China, Russia and India have all prioritized their most vulnerable citizens, naturally. But they are also giving the rest of the world a chance to protect those most at risk. Some of their shipments may be self-serving tokenism — but not all. By contrast, the U.S. seems intent on vaccinating its 25-year-olds before octogenarians in its allies. Amid the rush of executive orders in Biden’s first days in office, there was one major exception: Trump’s ban on vaccine exports remained in place.

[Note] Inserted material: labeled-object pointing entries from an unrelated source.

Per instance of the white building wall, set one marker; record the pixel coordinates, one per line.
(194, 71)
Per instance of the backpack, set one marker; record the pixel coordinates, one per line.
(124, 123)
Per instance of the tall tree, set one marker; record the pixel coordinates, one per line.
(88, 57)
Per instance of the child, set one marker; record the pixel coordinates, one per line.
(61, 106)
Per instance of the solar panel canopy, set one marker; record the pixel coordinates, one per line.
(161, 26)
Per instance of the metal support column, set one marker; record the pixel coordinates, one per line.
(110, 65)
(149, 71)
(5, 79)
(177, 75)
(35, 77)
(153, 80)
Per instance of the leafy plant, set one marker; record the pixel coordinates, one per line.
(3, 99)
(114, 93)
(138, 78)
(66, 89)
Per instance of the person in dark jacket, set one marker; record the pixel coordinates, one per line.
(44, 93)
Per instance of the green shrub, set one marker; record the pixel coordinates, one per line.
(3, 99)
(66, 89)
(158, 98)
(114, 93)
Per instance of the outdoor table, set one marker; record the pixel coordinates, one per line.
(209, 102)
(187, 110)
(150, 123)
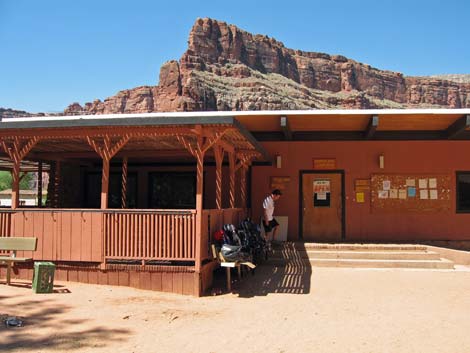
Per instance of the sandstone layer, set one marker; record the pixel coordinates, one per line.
(226, 68)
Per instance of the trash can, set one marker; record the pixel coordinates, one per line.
(43, 281)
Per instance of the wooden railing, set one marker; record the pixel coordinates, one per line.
(63, 235)
(96, 235)
(150, 234)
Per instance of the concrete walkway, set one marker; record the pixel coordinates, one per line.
(291, 309)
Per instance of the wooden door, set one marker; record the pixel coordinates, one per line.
(322, 206)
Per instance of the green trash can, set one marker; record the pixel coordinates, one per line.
(43, 281)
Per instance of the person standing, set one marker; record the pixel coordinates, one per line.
(269, 222)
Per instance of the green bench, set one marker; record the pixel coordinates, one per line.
(14, 244)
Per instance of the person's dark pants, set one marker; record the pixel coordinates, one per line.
(270, 226)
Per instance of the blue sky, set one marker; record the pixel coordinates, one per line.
(53, 53)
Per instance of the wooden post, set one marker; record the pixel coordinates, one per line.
(243, 193)
(56, 196)
(15, 186)
(124, 183)
(219, 157)
(105, 184)
(39, 179)
(199, 199)
(231, 161)
(106, 151)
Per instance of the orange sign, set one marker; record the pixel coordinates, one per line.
(324, 164)
(362, 185)
(279, 183)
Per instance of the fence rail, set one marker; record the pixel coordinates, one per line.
(157, 235)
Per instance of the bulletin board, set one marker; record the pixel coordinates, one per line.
(411, 193)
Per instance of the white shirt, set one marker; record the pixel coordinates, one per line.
(268, 205)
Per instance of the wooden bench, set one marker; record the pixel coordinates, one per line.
(14, 244)
(217, 255)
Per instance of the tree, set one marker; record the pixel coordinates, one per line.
(6, 181)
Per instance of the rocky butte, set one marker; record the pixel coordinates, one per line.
(226, 68)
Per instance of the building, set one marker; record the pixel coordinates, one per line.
(134, 198)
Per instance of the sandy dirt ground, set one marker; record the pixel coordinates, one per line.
(294, 309)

Many are now asking what kind of superpower the U.S. hopes to be. How can the U.S. reclaim the mantle of global leadership if Biden won’t even try to make the case domestically for a more generous attitude toward the rest of the world? For that matter, can you really call young Democrats “progressive” if they’re more exercised about a budget manager’s Senate confirmation than about the U.S. prolonging a global pandemic?

That both sides of the political aisle in the U.S. seem uninterested in either morality or logic when it comes to vaccines sends a dispiriting message. No country with policies or politics so inward-looking and self-centered can hope to lead the world in the 21st century.